If adding an indirect call allows you to avoid even 1% of I/O, you save
much more than you lose, so again the high level optimizations win.
Nanooptimizations are fun (I do them myself, I admit) but that's not
where performance as measured by the end user lies.
--
error compiling committee.c: too many arguments to function
On Mon, Dec 03, 2007 at 01:46:45PM +0200, Avi Kivity wrote:
> If you have 10M packets/sec no amount of cycle-saving will help you.
> You need high level optimizations like TSO. I'm not saying we should
> sacrifice cycles like there's no tomorrow, but the big wins are elsewhere.
Both high and low level optimizations are needed for good performance.
> >Similar with highend routing or in some latency sensitive network
> >applications (e.g. in HPC).
>
> True. And here, the hardware can cut hundreds of cycles by avoiding the
> kernel completely for the fast path.
A lot of applications don't and the user space networking schemes
tend to have their own drawbacks anyways.

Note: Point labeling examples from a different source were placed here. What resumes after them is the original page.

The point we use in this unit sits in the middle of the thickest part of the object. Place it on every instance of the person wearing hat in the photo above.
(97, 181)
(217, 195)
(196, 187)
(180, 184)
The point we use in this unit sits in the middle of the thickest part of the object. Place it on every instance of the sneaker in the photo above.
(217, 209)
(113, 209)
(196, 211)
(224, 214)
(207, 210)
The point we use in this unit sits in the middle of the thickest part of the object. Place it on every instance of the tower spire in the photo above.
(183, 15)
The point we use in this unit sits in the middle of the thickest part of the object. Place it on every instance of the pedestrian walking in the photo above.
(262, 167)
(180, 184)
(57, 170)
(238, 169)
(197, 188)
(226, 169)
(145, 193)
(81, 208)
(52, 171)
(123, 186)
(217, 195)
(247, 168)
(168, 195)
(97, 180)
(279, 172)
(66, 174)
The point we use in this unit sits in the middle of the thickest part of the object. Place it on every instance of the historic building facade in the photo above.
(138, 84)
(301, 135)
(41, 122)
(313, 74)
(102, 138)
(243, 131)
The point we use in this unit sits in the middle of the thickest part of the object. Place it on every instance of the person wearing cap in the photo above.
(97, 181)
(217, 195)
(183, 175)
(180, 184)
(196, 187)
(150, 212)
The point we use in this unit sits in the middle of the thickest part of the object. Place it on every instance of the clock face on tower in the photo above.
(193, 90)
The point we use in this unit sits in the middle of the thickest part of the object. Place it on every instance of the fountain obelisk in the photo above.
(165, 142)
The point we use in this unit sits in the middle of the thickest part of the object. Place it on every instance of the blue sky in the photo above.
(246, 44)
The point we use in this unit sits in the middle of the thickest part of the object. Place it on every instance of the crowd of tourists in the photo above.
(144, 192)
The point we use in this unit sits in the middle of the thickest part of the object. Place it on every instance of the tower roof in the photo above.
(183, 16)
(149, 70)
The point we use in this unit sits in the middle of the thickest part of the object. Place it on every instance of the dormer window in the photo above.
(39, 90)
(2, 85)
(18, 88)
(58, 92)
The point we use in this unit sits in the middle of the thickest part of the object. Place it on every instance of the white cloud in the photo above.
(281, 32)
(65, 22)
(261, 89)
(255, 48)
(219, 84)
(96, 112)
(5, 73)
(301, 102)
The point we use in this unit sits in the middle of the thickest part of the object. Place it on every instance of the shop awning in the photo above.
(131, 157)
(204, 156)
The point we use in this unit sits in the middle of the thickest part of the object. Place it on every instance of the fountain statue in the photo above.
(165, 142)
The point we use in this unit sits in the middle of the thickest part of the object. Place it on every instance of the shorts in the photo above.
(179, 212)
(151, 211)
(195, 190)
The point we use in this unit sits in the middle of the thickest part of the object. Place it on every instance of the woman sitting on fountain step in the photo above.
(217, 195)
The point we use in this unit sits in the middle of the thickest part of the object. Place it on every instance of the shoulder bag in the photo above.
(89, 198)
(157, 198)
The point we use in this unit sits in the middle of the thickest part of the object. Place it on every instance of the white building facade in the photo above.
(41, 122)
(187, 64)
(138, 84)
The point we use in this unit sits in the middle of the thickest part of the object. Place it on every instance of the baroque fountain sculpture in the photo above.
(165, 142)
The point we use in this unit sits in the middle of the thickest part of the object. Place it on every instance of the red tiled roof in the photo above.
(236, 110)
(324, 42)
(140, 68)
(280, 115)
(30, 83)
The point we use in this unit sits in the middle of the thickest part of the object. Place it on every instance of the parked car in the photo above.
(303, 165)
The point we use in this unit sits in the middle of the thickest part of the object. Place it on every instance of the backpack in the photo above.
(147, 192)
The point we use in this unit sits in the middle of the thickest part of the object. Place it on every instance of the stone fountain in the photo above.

> >Another simple noticeable case is Unix
> >sockets and your X server communication.
>
> Your reflexes are *much* better than mine if you can measure half a
> nanosecond on X.
That's not about mouse/keyboard input, but about all X protocol communication
between X clients and X server. The key is not large copies here
anyways (large data is put into shm) but latency.
> And again the key is batching, improving cpu affinity, and caching, not
> looking for a faster instruction sequence.
That's not the whole story no. Batching etc are needed, but the
faster instruction sequences are needed too.
> Nanooptimizations are fun (I do them myself, I admit) but that's not
> where performance as measured by the end user lies.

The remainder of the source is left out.